Embora o cardeal esteja certo ao explicitar a regra geral e a razão teológica por trás dela (em regra, a Eucaristia, como sacramento da unidade, somente é administrada a fiéis católicos, e não a cristãos que não estão em plena comunhão com a Igreja Católica Apostólica Romana), na verdade, em relação à "communicatio in sacris" ("comunhão nas coisas sagradas"), a matéria é canonicamente mais delicada. Em favor do Cardeal Sarah, diga-se que não é canonista, razão pela qual é escusável que não compreenda todas as dimensões do problema.

A bem da verdade, o próprio Cardeal Sarah reconhece que a regra geral não está revestida de tamanha rigidez, quando, mais adiante em sua entrevista, admite que um anglicano possa receber a comunhão em uma celebração católica, desde que devidamente disposto e em situações excepcionais. Mas nem todos os veículos de comunicação estão reproduzindo as palavras do Cardeal Sarah em sua íntegra. Por isso, vale a pena explicitar aqui as regras canônicas atualmente em vigor acerca da recepção do sacramento da Eucaristia por cristãos não-católicos.

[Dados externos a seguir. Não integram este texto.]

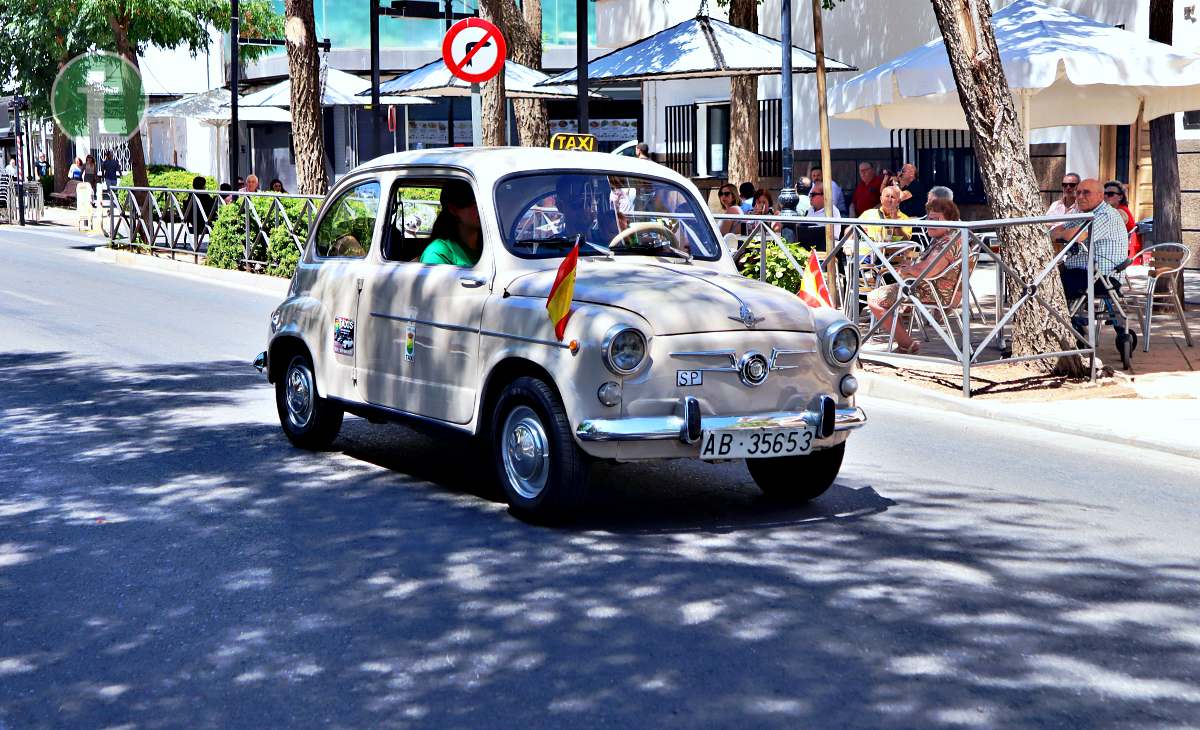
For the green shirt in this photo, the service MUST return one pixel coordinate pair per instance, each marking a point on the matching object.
(445, 251)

O tema encontra-se previsto nos cânones 844, §3 e §4 do Código de Direito Canônico. Iniciemos pelo §3:

§ 3. Os ministros católicos administram licitamente os sacramentos da penitência, Eucaristia e unção dos enfermos aos membros das Igrejas orientais que não têm plena comunhão com a Igreja católica, se eles o pedirem espontaneamente e estiverem devidamente preparados; vale o mesmo para os membros de outras Igrejas que, a juízo da Sé Apostólica no que se refere aos sacramentos, se acham nas mesmas condições que as referidas Igrejas orientais.

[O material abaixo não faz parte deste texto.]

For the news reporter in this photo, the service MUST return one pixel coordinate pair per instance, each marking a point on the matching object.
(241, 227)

Este primeiro grande grupo de fiéis cristãos que pode receber a Eucaristia das mãos de ministros católicos é composto por aqueles cristãos que pertencem às Igrejas orientais que não estão em comunhão com a Sé Romana (tanto Ortodoxos como os Ortodoxos pré-calcedonianos e Ortodoxos pré-efesianos). O §3 também estende esta disciplina a outras Igrejas que, a juízo da Santa Sé, no que se refere aos sacramentos, se acham nas mesmas condições que as referidas Igrejas orientais.

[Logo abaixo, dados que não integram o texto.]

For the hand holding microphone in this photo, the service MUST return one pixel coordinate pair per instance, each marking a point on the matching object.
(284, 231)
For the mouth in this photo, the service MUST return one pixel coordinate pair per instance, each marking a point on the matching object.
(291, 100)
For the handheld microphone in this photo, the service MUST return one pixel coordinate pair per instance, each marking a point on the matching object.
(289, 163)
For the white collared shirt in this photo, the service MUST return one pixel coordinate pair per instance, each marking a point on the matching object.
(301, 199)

Exemplifiquemos falando concretamente de quais grupos são estes:

1) Igrejas ortodoxas: Patriarcado Ortodoxo Ecumênico de Constantinopla, Patriarcado Ortodoxo de Alexandria, Patriarcado Ortodoxo de Jerusalém, Patriarcado Ortodoxo de Antioquia,  Patriarcado Ortodoxo da Rússia e as demais Igrejas Ortodoxas (cuja data de separação formal da Igreja Católica Apostólica Romana é geralmente situada no ano de 1054);

2) Igrejas ortodoxas pré-calcedonianas: Igreja Copta, Igreja Etíope, Igreja da Eritreia, Igreja Armênia, Igreja Ortodoxa Siríaca e Igreja Ortodoxa Siríaca Malankara da Índia (cuja data de separação formal da Igreja Católica Apostólica Romana e das demais Igrejas Ortodoxas é geralmente situada no ano de 451, por não aceitarem declarações dogmáticas do Concílio de Calcedônia);

3) Igreja ortodoxa pré-efesiana: Igreja Assíria do Oriente (cuja data de separação formal da Igreja Católica Apostólica Romana e das demais Igrejas Ortodoxas é geralmente situada no ano de 431, por não aceitarem declarações dogmáticas do Concílio de Éfeso).
           
Quanto aos grupos a eles equiparados, uma decisão da Congregação para a Doutrina da Fé, de 3 de janeiro de 1987 (Prot. n. 795/68), afirma que, "dentre as Igrejas que estão na mesma situação das Igrejas Orientais mencionadas no cân. 844 § 3, incluem-se as Igrejas véterocatólicas na Europa e a Igreja Nacional Polonesa nos EUA".[1]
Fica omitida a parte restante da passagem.